Protection des données : les petits pas de l’Afrique

Malgré une absence de réglementation unique en vigueur sur le continent, des efforts épars sont visibles dans plusieurs pays, à travers des lois nationales, ou sous-régionales. Le chemin reste cependant long. A quelques jours de la célébration mondiale de la protection des données personnelles, prévue chaque 28 janvier, Makers fait le point sur la question en Afrique.

Tout ou presque se fait désormais par voie numérique. Ce qui génère des milliards de données informatiques chaque minute, allant des données les plus basiques aux plus sensibles. Si la gestion de ces informations n’est généralement pas difficile, leur sécurisation est une autre paire de manches. Entre les données personnelles, les informations d’entreprises et les données sensibles des Etats, difficile d’empêcher la divulgation de ces informations à des fins malveillantes, voire mercantiles. L’Union européenne en fait depuis 2018 l’une de ses principales batailles. Elle a signé le Règlement général sur la protection des données (RGPD). Le RGPD est depuis cité en exemple, au point d’inspirer plusieurs textes de lois à travers le monde, comme le California Consumer Privacy Act et le UK GDPR, l’équivalent du RGPD depuis que le Royaume-Uni a quitté l’Union européenne. En Afrique, ce n’est peut-être pas le RGPD qui est en vigueur, mais des textes semblables existent, notamment la Convention de Malabo sur la cybersécurité adoptée le 27 juin 2014 en Guinée Equatoriale par l’Union africaine (UA).

33 pays africains disposent d’une loi sur la protection des données

Selon RFI, 33 Etats africains ont adopté une loi dédiée à la protection des données et 18 ont mis en place une autorité pour contrôler son application. Les pionniers sont notamment les pays francophones. « Cela s’explique par la mise en place d’une association, l’Association francophone des autorités de protection des données personnelles (AFAPDP), créée en 2007 et qui, très tôt, s’est attelée à sensibiliser les pays francophones sur la question », révélait à la chaîne radio en 2018, Mouhamadou Lô, auteur de l’ouvrage La protection des données à caractère personnel en Afrique : réglementation et régulation. Le combat a par la suite été repris par l’Union africaine en 2014. A la faveur du 23e sommet  ordinaire de l’organisation régionale tenue à Malabo en Guinée équatoriale, les Etats d’Afrique ont signé la Convention de Malabo sur la cybersécurité et la protection des données à caractère personnel. Elle renforce le cadre législatif et réglementaire des Etats africains dans la lutte contre la cybercriminalité. Bien que signée par l’ensemble des pays, cette convention tarde encore à être ratifiée par tous. Jusqu’ici, les pays les plus avancés dans l’implémentation de cette loi sont ceux d’Afrique francophone notamment le Maroc, la Côte d’Ivoire, le Cameroun, la RDC, le Rwanda, le Burundi, le Sénégal, le Togo…

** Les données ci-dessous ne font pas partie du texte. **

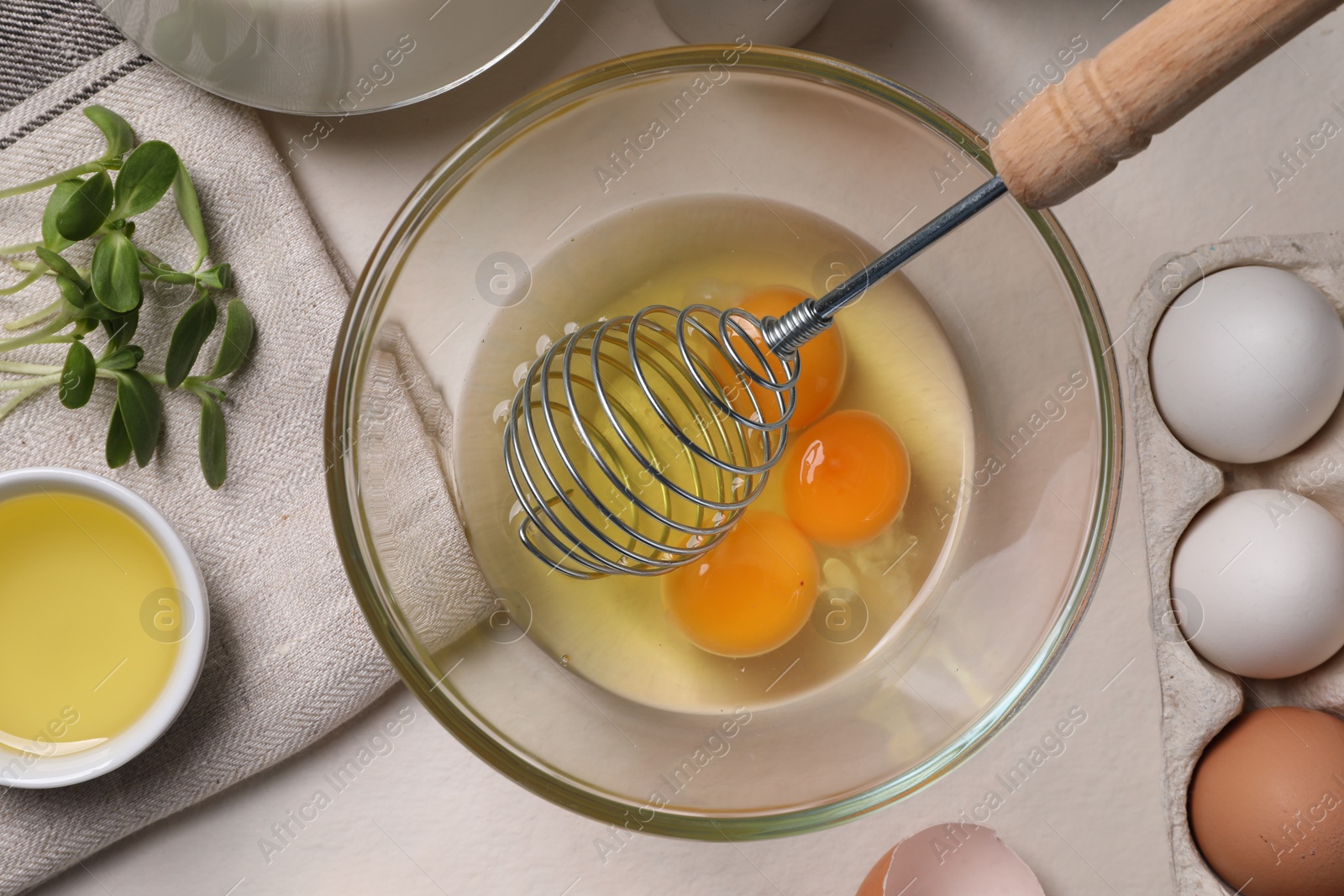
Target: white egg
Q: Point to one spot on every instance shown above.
(952, 860)
(1247, 364)
(1258, 584)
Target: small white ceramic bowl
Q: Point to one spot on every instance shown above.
(30, 770)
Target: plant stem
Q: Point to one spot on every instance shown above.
(44, 335)
(29, 389)
(27, 281)
(89, 167)
(37, 317)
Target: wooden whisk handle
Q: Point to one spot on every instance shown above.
(1108, 107)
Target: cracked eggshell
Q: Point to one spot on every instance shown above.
(951, 860)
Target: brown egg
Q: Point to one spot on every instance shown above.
(1267, 804)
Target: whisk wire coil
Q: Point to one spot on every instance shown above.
(662, 430)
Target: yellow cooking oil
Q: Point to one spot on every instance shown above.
(615, 631)
(87, 631)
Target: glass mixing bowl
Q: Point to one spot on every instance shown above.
(1039, 493)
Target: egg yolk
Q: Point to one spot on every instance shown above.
(846, 479)
(750, 594)
(822, 359)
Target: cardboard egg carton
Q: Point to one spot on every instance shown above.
(1198, 698)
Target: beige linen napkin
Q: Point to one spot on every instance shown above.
(291, 656)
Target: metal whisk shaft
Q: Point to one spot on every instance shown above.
(633, 445)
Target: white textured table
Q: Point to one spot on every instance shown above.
(428, 817)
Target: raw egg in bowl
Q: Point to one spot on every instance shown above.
(913, 567)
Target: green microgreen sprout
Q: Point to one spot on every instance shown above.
(89, 206)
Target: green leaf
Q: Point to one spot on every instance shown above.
(116, 273)
(60, 265)
(214, 446)
(188, 206)
(192, 332)
(145, 176)
(121, 329)
(165, 273)
(77, 378)
(239, 329)
(217, 277)
(114, 128)
(118, 443)
(71, 291)
(60, 196)
(141, 411)
(124, 359)
(87, 208)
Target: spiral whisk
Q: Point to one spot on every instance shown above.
(635, 443)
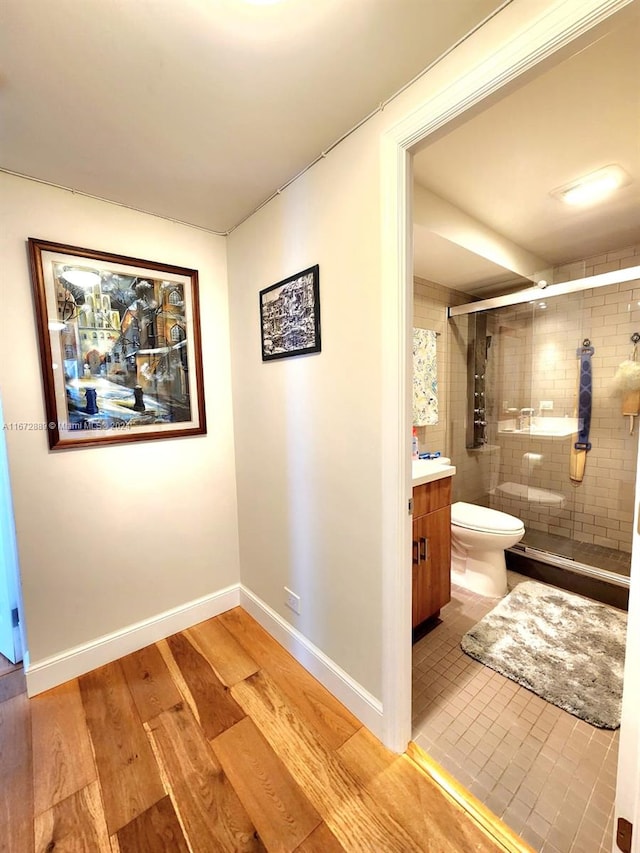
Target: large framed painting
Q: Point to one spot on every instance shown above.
(290, 316)
(119, 346)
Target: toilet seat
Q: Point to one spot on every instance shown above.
(484, 520)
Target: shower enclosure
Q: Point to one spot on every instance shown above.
(515, 415)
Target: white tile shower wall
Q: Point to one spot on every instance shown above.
(535, 357)
(430, 301)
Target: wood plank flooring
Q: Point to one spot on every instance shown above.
(212, 740)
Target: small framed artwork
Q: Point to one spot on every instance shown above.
(119, 347)
(290, 316)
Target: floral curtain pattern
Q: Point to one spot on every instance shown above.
(425, 378)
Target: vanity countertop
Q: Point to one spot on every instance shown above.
(428, 470)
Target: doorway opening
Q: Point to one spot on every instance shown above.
(403, 265)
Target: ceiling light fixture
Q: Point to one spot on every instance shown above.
(593, 187)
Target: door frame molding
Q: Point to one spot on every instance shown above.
(542, 35)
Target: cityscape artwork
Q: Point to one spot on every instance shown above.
(119, 344)
(290, 316)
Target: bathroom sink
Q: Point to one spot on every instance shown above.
(427, 470)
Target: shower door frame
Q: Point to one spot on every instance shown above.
(531, 295)
(534, 38)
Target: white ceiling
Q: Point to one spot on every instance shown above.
(501, 165)
(199, 110)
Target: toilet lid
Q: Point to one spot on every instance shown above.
(483, 519)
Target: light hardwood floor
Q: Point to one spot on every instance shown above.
(215, 739)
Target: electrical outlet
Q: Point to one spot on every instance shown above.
(292, 600)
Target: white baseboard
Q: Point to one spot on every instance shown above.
(54, 670)
(49, 672)
(359, 701)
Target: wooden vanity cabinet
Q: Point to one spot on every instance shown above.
(431, 549)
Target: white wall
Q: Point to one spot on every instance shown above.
(308, 431)
(111, 536)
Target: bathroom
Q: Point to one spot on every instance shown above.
(549, 776)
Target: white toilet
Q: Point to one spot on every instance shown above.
(479, 537)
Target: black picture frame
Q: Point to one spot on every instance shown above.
(290, 316)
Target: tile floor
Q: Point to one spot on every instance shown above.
(547, 774)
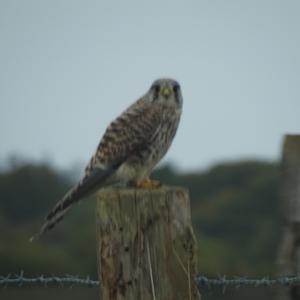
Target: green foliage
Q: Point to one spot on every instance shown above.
(234, 211)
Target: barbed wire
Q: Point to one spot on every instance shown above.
(201, 281)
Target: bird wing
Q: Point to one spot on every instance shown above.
(133, 130)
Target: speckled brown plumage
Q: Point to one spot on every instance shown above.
(131, 146)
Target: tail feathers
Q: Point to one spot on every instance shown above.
(86, 186)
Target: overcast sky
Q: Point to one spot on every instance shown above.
(67, 68)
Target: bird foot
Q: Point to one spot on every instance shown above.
(148, 184)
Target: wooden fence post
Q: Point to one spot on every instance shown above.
(289, 252)
(145, 244)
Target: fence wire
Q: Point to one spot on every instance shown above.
(20, 280)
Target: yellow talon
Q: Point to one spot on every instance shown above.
(148, 184)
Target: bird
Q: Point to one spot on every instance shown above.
(130, 148)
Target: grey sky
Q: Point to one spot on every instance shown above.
(67, 68)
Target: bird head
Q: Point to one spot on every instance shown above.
(166, 92)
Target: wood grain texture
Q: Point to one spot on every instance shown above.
(145, 244)
(289, 250)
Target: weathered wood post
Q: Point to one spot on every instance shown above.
(289, 254)
(145, 244)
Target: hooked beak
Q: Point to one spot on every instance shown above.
(166, 92)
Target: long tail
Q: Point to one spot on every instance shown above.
(84, 188)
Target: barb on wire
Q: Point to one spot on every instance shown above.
(202, 281)
(20, 280)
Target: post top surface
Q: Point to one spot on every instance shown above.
(132, 190)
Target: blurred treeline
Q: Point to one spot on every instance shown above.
(234, 211)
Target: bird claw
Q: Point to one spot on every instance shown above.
(148, 184)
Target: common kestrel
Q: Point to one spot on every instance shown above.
(130, 147)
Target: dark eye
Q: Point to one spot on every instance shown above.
(156, 89)
(176, 88)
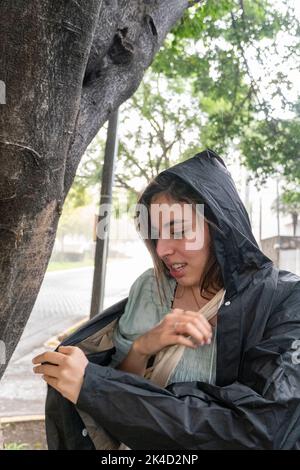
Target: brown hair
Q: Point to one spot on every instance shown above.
(180, 191)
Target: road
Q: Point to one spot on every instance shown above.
(63, 300)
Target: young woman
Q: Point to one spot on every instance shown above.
(204, 353)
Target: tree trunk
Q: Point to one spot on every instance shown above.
(66, 66)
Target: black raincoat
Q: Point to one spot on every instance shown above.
(255, 403)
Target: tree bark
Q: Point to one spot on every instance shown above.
(66, 66)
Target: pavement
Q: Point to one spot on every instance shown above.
(64, 299)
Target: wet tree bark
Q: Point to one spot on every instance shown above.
(66, 66)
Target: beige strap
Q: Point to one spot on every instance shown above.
(167, 359)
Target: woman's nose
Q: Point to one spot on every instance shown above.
(164, 247)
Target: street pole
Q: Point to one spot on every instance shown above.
(102, 239)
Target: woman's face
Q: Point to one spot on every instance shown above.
(183, 238)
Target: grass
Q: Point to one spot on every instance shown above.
(62, 265)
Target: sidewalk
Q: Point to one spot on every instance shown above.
(59, 306)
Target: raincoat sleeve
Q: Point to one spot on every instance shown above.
(261, 410)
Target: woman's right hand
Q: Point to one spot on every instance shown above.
(183, 327)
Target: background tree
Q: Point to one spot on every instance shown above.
(242, 58)
(67, 66)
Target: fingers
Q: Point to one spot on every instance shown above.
(67, 349)
(46, 369)
(51, 381)
(49, 356)
(193, 324)
(198, 334)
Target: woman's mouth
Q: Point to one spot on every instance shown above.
(177, 269)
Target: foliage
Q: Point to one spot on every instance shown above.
(289, 204)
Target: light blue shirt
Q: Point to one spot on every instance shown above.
(142, 312)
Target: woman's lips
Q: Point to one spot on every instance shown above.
(178, 272)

Les Etats anglophones restent cependant à la traîne, malgré la forte percée des TIC dans ces pays. En Afrique de l’Est par exemple, seul l’Ouganda possède une loi et une autorité chargée de la faire respecter existe. Le Kenya compte depuis 2019 un organisme de contrôle. Toutefois, la véritable problématique reste l’implémentation de ces lois. Jusqu’ici, 18 pays ont donné compétence à des organismes de régulation. C’est notamment le cas du Nigeria, qui a rattrapé son retard en promulguant en 2019 une loi sur la protection des données et a créé la National Information Technology Development Agency (NITDA) pour son implémentation. En Côte d’Ivoire, la même mission est dévolue à l’Autorité de régulation des télécommunications (ARTCI).

En plus de ces organes de régulation, plusieurs organismes inter-états voient le jour afin de juguler le phénomène de diffusion des données. En 2016, Mouhamadou Lô a lancé le premier Forum africain de la protection des données personnelles (FAPDP), à Ouagadougou, qui a donné lieu à la création du Réseau africain des autorités de protection des données personnelles (RAPDP). En 2018, au Sénégal, l’Union africaine a publié ses lignes directrices sur la protection des données à caractère personnel pour l’Afrique en collaboration avec l’ONG Internet Society. En juin 2019, le Ghana a accueilli la première Conférence internationale sur la protection des données et de la vie privée en Afrique. Des initiatives qui permettent à l’Afrique de se prémunir de ce grand challenge des temps modernes qu’est la sécurisation des données informatiques.